Der Oberste Gerichtshof gab dem Rekurs des Klägers nicht Folge.
Rechtliche Beurteilung
Aus der Begründung:
Mit Recht bejaht das Berufungsgericht die Haftung des Beklagten für den dem Rekurswerber entstandenen Schaden nach § 970 ABGB. Selbst wenn man den Beklagten nur als Privatzimmervermieter betrachten würde, wäre die analoge Anwendung des § 970 ABGB schon deshalb gerechtfertigt, weil im Hinblick auf den Umfang seines über 18 Betten verfügenden Betriebes bereits die für die strenge Haftung nach der vorgenannten Gesetzesstelle maßgebende Gefahr des offenen Hauses gegeben ist (Gschnitzer in Klang[2] IV/1, 660; Edlbacher, Der Gastwirte begriff des § 970 ABGB im Fremdenverkehr heute, in ÖJZ 1967, 1 ff., insbesondere 4).

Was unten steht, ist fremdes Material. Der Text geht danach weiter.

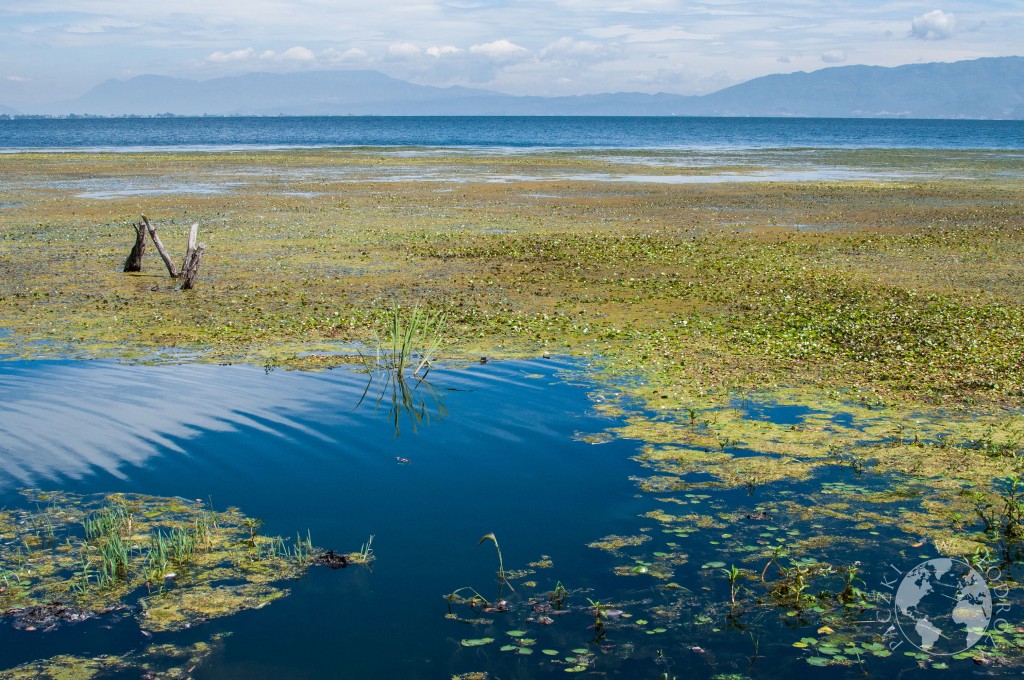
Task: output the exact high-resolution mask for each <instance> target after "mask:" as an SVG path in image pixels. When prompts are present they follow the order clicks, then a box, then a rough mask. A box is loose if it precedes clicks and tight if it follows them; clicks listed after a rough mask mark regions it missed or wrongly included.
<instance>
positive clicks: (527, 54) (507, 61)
mask: <svg viewBox="0 0 1024 680" xmlns="http://www.w3.org/2000/svg"><path fill="white" fill-rule="evenodd" d="M469 53H470V54H475V55H479V56H485V57H487V58H488V59H493V60H495V61H500V62H512V61H521V60H523V59H528V58H529V57H530V52H529V50H528V49H526V48H525V47H520V46H519V45H516V44H515V43H514V42H511V41H509V40H506V39H504V38H503V39H501V40H496V41H494V42H489V43H482V44H480V45H473V46H472V47H470V48H469Z"/></svg>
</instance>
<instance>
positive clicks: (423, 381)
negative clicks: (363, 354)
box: [356, 304, 447, 436]
mask: <svg viewBox="0 0 1024 680" xmlns="http://www.w3.org/2000/svg"><path fill="white" fill-rule="evenodd" d="M443 330H444V316H443V315H442V314H441V313H436V314H428V313H426V312H423V311H421V309H420V308H419V307H413V309H412V310H411V311H410V312H409V314H408V315H406V314H403V312H402V310H401V307H399V306H398V305H397V304H395V305H394V306H393V307H392V310H391V314H390V315H389V317H388V321H387V327H386V332H385V333H384V337H383V338H382V337H381V334H380V333H378V332H377V331H374V340H375V344H376V347H375V352H374V355H373V356H366V355H362V354H361V353H360V356H361V357H362V363H364V366H365V367H366V369H367V373H368V374H369V375H370V379H369V380H368V381H367V387H366V389H365V390H364V391H362V395H361V396H360V397H359V401H358V403H356V408H358V406H359V405H361V403H362V401H364V400H365V399H366V398H367V395H368V394H369V393H370V389H371V387H372V386H373V383H374V380H375V379H379V380H380V381H381V383H382V384H381V388H380V393H379V394H378V396H377V402H376V406H377V407H378V408H379V407H380V405H381V403H382V402H383V401H384V399H385V398H388V400H389V401H390V408H389V410H388V415H389V417H390V420H391V422H392V424H393V425H394V432H395V436H397V435H398V434H399V433H400V423H401V416H402V414H406V415H407V416H409V418H410V420H411V421H412V423H413V429H414V431H415V429H416V428H417V427H418V426H419V425H421V424H423V423H427V424H429V420H430V413H431V410H433V411H435V412H436V413H437V415H438V416H439V417H440V418H443V417H445V416H446V415H447V409H446V408H445V407H444V400H443V398H442V396H441V394H440V392H439V391H438V390H437V389H436V388H435V387H434V386H433V385H431V384H430V382H428V381H427V379H426V378H427V375H428V374H429V373H430V368H431V366H432V364H433V362H434V358H435V356H436V353H437V348H438V347H439V346H440V341H441V334H442V333H443Z"/></svg>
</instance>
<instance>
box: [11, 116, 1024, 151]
mask: <svg viewBox="0 0 1024 680" xmlns="http://www.w3.org/2000/svg"><path fill="white" fill-rule="evenodd" d="M296 146H304V147H316V146H443V147H464V148H470V150H471V148H508V150H521V148H538V147H540V148H649V150H654V148H670V150H671V148H675V150H679V148H689V150H724V148H739V150H742V148H793V147H816V148H865V147H874V148H991V150H1021V148H1024V121H931V120H870V119H813V118H801V119H782V118H620V117H572V116H567V117H532V116H520V117H493V116H479V117H415V116H413V117H308V118H304V117H284V118H167V119H61V120H0V150H8V151H17V150H61V148H63V150H106V151H145V150H172V148H177V150H223V148H239V150H241V148H287V147H296Z"/></svg>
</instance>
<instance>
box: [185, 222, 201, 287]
mask: <svg viewBox="0 0 1024 680" xmlns="http://www.w3.org/2000/svg"><path fill="white" fill-rule="evenodd" d="M197 238H199V222H193V225H191V228H189V229H188V245H187V246H185V259H184V260H182V261H181V275H182V277H184V275H185V269H187V268H188V260H189V259H190V258H191V256H193V253H195V252H196V239H197Z"/></svg>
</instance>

Fraglich könnte sein, ob die entwendeten Sachen vom Rekurswerber eingebracht wurden. Gewiß kann die Einbringung des PKWs des Rekurswerbers nicht zweifelhaft sein, weil dieser über Anweisung der Gattin des Beklagten in dessen Garage abgestellt wurde (Gschnitzer in Klang[2] IV/1, 665; Koziol - Welser, Grundriß des bürgerlichen Rechtes[4] I, 277; SZ 37/167, 41/60, 45/88). Eine Garage dient aber dem Abstellen von Kraftfahrzeugen, während zur Unterbringung des Reisegepäcks das Zimmer des Gastes bestimmt ist. Hier war aber der Beklagte nach den Feststellungen der Unterinstanzen zumindest stillschweigend damit einverstanden, daß gewisse Wertgegenstände des Rekurswerbers während seines kurzen Aufenthaltes im PKW belassen werden. In diesem Falle sind aber auch die vom Gast im PKW zurückgelassenen Gegenstände als eingebracht anzusehen (Glaser, Haftung des Gastwirtes für das Gepäck im Kraftwagen des Hotelgastes, in JR 1955/334, betreffend die mit § 970 ABGB im wesentlichen übereinstimmende Regelung der Gastwirtehaftung des § 701 BGB).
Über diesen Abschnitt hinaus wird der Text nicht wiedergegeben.